I am a sucker for planners. They hold out the promise that if only I were truly organized, my life would somehow magically become seamless, tidy, creative, and wonderful. The full trash can on my desk (so the dog won’t further shred the paper scraps in it) will disappear! The untidy pile of receipts will file themselves. The poem I’ve been procrastinating about revising will transform into something intriguing and brilliant in a literary way, rather than something intriguing and compostable in a science project way.
So far, the planner’s mystique is strong. I have written almost nothing in it yet. The inevitable crossings-out have yet to occur. But I know it is there, waiting, evaluating me even now, so I have to sit up straight and type properly, fingers curved over the keyboard as if it were a piano.

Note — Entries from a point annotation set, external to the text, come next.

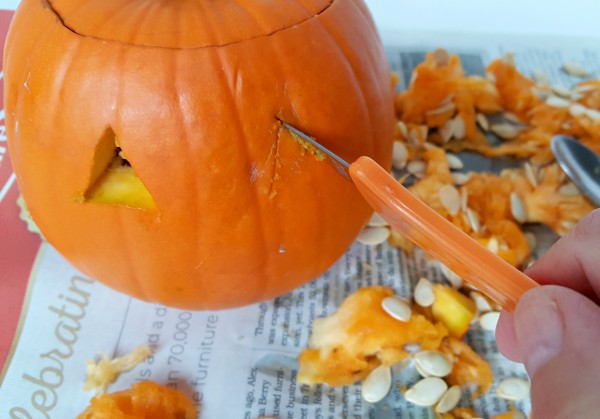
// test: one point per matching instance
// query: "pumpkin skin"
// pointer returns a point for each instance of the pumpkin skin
(191, 90)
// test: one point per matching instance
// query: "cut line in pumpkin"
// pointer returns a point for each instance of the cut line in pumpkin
(113, 179)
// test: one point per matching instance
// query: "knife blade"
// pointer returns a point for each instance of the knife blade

The thing is, though, that the old planner is there, too. It had the same shiny hope thing in its day, too. Not quite as much, since I bought the cover that was on sale rather than the one I liked. I needed to look more professional at the time, which tends to set my teeth on edge. And now, several years later, I have discovered that daily calendar pages are useless to me. I think in weeks and months.
After I do the real work of my day today (finishing a draft of a white paper for Brent, organizing some lists, sending some emails), I will be able to spend some time integrating the lessons of the sad old planner into the shiny new one. And I’ll get to cross the day’s work off my list.